לְמֵימְרָא דִּבְכֹהֵן תַּלְיָא מִילְּתָא? אִין, וְהָתַנְיָא: ״וּבְיוֹם הֵרָאוֹת בּוֹ״. יֵשׁ יוֹם שֶׁאַתָּה רוֹאֶה בּוֹ, וְיֵשׁ יוֹם שֶׁאִי אַתָּה רוֹאֶה בּוֹ.
De là [les Sages] ont dit : à un jeune marié (hatan) sur qui est apparu un symptôme de tsara'at, on accorde les sept jours du festin de noces [avant l'examen qui détermine la pureté ou l'impureté]. Cette règle vaut que le symptôme soit apparu sur lui-même, sur sa maison ou sur son vêtement. De même, si les symptômes de tsara'at apparaissent sur une personne durant une fête de pèlerinage (réguel), on lui accorde les sept jours de la fête [afin de ne pas l'affliger durant ce temps] ; telle est la parole de Rabbi Yehouda.

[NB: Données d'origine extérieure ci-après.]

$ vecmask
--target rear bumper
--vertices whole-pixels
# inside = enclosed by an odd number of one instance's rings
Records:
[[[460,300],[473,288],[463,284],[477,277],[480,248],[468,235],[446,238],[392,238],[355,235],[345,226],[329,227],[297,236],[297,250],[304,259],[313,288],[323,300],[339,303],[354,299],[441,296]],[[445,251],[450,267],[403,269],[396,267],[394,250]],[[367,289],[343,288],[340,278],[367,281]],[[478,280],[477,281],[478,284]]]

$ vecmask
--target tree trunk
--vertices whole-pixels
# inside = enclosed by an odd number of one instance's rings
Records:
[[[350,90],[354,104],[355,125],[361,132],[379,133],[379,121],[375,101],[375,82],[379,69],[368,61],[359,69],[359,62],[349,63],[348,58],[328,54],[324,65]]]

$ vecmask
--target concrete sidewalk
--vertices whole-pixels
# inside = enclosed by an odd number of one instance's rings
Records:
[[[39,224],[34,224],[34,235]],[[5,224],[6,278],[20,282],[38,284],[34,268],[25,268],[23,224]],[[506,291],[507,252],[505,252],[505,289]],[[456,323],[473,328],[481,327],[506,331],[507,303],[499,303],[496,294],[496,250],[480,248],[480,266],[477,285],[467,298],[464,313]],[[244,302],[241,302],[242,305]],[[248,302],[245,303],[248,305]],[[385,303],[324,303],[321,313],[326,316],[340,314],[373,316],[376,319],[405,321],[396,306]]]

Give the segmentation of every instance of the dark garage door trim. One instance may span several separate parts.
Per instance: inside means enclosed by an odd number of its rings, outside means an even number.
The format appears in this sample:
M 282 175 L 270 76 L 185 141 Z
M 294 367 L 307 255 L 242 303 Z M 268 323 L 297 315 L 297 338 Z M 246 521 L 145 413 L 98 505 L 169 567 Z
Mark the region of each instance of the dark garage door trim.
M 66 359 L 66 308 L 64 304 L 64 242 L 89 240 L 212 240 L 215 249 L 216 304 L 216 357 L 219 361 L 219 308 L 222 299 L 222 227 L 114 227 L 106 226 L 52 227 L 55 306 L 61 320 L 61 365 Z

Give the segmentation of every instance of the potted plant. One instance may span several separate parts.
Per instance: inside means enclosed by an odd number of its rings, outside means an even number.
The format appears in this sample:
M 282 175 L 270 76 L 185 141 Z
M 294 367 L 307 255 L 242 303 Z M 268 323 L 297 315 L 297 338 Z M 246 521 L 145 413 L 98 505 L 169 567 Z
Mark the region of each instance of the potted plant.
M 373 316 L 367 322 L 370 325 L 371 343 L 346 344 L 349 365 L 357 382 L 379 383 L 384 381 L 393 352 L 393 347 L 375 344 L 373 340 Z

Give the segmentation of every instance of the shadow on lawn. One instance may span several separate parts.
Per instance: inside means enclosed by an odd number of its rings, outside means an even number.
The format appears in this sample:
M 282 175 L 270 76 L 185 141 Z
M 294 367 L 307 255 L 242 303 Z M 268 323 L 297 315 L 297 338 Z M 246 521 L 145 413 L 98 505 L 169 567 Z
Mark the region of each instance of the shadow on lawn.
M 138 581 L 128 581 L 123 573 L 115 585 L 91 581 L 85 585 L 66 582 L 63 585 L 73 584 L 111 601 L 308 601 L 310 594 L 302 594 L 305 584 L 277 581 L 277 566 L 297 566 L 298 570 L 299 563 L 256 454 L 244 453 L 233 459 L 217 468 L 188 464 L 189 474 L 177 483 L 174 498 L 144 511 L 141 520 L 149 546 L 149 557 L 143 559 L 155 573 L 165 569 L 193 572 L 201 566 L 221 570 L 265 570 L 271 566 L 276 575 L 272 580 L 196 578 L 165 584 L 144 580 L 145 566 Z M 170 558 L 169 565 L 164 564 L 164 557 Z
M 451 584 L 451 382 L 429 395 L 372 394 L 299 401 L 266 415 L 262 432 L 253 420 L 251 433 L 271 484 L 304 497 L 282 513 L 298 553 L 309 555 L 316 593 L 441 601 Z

מִכָּאן אָמְרוּ: חָתָן שֶׁנּוֹלַד בּוֹ נֶגַע — נוֹתְנִין לוֹ שִׁבְעָה יְמֵי הַמִּשְׁתֶּה. לוֹ וּלְבֵיתוֹ וְלִכְסוּתוֹ. וְכֵן בָּרֶגֶל — נוֹתְנִין לוֹ שִׁבְעַת יְמֵי הָרֶגֶל, דִּבְרֵי רַבִּי יְהוּדָה.
Rabbi [Yehouda HaNassi] dit : la règle est exacte, mais nul besoin de la démontrer à partir de ce verset, car une preuve bien plus simple peut être tirée d'une autre source. Il est dit : « Le Cohen ordonnera qu'on vide la maison avant qu'il n'y entre pour examiner la plaie, afin que tout ce qui s'y trouve ne devienne pas impur » (Vayikra 14, 36). Or, si l'on diffère l'examen de la maison par le Cohen pour laisser au propriétaire le temps de retirer ses ustensiles et de leur éviter de contracter l'impureté — chose purement facultative —, à plus forte raison diffère-t-on l'examen pour une affaire de mitsva, par exemple pour ne pas amoindrir la joie du marié ou celle de la fête.
רַבִּי אוֹמֵר: אֵינוֹ צָרִיךְ. הֲרֵי הוּא אוֹמֵר: ״וְצִוָּה הַכֹּהֵן וּפִנּוּ אֶת הַבַּיִת״. אִם מַמְתִּינִים לוֹ לִדְבַר הָרְשׁוּת — כׇּל שֶׁכֵּן לִדְבַר מִצְוָה.
La Guemara demande : quelle est la différence pratique entre eux [selon que l'on tire la halakha d'un verset ou de l'autre] ? Abaye dit : il n'y a aucune différence pratique entre les deux avis ; c'est seulement l'interprétation du sens des versets qui les sépare, chacun expliquant différemment le verset dont l'autre déduit cette halakha. Et Rava dit : il y a bel et bien une différence pratique entre eux, à savoir si l'on diffère ou non, pour une affaire facultative, l'examen des symptômes de tsara'at trouvés sur le corps d'une personne. Rabbi Yehouda soutient qu'on ne diffère l'examen que pour une mitsva, tandis que Rabbi [Yehouda HaNassi] soutient qu'on peut le différer même pour une affaire facultative.
מַאי בֵּינַיְיהוּ? אָמַר אַבָּיֵי: מַשְׁמָעוּת דּוֹרְשִׁין אִיכָּא בֵּינַיְיהוּ. וְרָבָא אָמַר: דְּבַר הָרְשׁוּת אִיכָּא בֵּינַיְיהוּ.